TAICHUNG, Taiwan, June 9 - Taiwan's armed forces conducted a coastal live-fire exercise on Tuesday designed to simulate stopping an amphibious invasion, officials said. The operation combined rockets, artillery, anti-tank missiles and mortars fired from multiple positions to create a defensive "kill zone" intended to halt landing forces.
The drill took place along a roughly 20 km (12 mile) stretch of coastline around Taichung in central Taiwan. It was executed simultaneously from eight distinct positions facing the Taiwan Strait - an area of west coast beaches and mud flats that Taiwan regards as the most likely locus for any attempted landing across from China.

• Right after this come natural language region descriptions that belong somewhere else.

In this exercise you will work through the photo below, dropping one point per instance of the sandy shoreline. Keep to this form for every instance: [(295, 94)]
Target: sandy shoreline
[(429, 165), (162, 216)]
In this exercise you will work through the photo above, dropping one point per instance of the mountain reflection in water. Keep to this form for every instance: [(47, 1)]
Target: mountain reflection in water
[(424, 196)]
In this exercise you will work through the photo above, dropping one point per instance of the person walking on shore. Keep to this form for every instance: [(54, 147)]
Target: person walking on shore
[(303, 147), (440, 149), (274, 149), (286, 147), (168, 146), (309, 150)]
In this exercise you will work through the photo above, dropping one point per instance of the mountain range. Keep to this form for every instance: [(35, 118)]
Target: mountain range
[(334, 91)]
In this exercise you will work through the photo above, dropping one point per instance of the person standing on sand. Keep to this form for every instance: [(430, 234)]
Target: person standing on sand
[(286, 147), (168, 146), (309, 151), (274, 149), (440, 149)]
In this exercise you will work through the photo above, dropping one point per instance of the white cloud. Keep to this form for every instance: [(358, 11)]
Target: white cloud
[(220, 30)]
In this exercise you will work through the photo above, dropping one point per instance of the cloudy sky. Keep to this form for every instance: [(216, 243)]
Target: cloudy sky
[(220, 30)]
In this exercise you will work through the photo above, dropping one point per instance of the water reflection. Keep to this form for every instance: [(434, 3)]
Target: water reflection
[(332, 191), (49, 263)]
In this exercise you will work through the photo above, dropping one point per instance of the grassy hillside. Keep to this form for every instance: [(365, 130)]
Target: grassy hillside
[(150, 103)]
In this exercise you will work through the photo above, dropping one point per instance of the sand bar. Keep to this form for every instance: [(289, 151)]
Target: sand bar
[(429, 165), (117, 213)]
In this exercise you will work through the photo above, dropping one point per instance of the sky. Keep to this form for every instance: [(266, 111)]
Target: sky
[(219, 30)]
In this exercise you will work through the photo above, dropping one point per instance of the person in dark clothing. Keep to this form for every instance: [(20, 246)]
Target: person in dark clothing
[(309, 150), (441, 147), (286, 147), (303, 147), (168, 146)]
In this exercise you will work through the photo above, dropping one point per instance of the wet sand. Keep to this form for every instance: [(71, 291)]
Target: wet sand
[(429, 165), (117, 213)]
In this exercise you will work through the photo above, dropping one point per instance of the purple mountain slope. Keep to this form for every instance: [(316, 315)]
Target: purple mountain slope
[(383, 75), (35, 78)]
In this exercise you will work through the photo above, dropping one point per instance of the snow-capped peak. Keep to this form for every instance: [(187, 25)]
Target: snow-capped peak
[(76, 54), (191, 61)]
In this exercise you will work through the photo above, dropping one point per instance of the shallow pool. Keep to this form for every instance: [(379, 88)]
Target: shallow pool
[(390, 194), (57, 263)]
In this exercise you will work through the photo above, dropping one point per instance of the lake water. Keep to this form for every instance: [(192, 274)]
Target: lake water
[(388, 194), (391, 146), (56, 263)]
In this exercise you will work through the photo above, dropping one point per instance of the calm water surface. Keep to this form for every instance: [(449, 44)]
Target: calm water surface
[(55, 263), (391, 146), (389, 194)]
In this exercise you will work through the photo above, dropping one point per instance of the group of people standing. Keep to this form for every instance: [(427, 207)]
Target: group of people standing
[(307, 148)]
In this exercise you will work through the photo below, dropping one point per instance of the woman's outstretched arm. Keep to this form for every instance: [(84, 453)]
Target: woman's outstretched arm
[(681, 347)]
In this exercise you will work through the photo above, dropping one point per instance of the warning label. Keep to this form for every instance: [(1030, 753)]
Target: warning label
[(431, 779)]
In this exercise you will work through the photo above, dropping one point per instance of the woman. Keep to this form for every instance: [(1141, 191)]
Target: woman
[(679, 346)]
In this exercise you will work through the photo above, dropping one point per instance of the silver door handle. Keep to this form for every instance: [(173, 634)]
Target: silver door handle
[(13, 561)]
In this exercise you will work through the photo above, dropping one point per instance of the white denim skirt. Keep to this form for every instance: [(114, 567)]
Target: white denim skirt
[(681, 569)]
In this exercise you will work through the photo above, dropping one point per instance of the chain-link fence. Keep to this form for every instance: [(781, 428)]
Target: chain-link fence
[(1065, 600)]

Military commanders described the exercise as a shift toward more realistic, less predictable training by compressing preparation timelines and increasing mobility. Artillery commander Ong Yih-ming told reporters: "What is different about this training compared with the past is that we are no longer conducting heavy artillery firing in a fixed, routine formation as before." He added: "The timing for entering positions this time was based on realistic combat conditions. So I believe this training posed a considerable level of difficulty for our troops."
The forces employed a mix of weaponry, including the locally produced, truck-mounted Thunderbolt-2000 rocket systems and U.S.-made Paladin howitzers alongside anti-tank guided missiles, conventional artillery and mortars. The military noted this marked the first time in seven years that the Thunderbolt-2000 had been used for live-fire shooting in an operational area, underscoring its role in long-range suppression and high mobility.
Rocket commander Liao Neng-cheng described the condensed timetable for position preparation: "What was different this time compared with the past is that previously, we would usually enter the position one week in advance and complete firing preparations," he said. "This time, however, we arrived at the position only one day before and carried out the relevant position preparations. So our preparation time was relatively tight."
Officials framed the exercise within a broader effort to modernise Taiwan's military posture. The government is investing in more mobile systems and altering training doctrines to better mirror the pressures and uncertainties troops might face under combat conditions. The moves aim to reduce predictability in deployments and to leverage weapons with greater mobility and suppression range.
The drills come against the backdrop of cross-strait tensions. China regards democratically governed Taiwan as its own territory and has not renounced the use of force to pursue reunification. Chinese warplanes and warships operate near the island on an almost daily basis, according to the military context cited by Taiwan. Taiwan rejects Beijing's sovereignty claims, maintaining that only the island's people can decide their future.
Implications
The exercise highlighted Taiwan's focus on rapid-deployment coastal defence and on integrating mobile rocket systems with conventional artillery to counter an amphibious threat. By staging live-fire drills with shorter preparation windows, Taipei intends to better replicate the time pressures of real combat and to increase the difficulty of enemy targeting.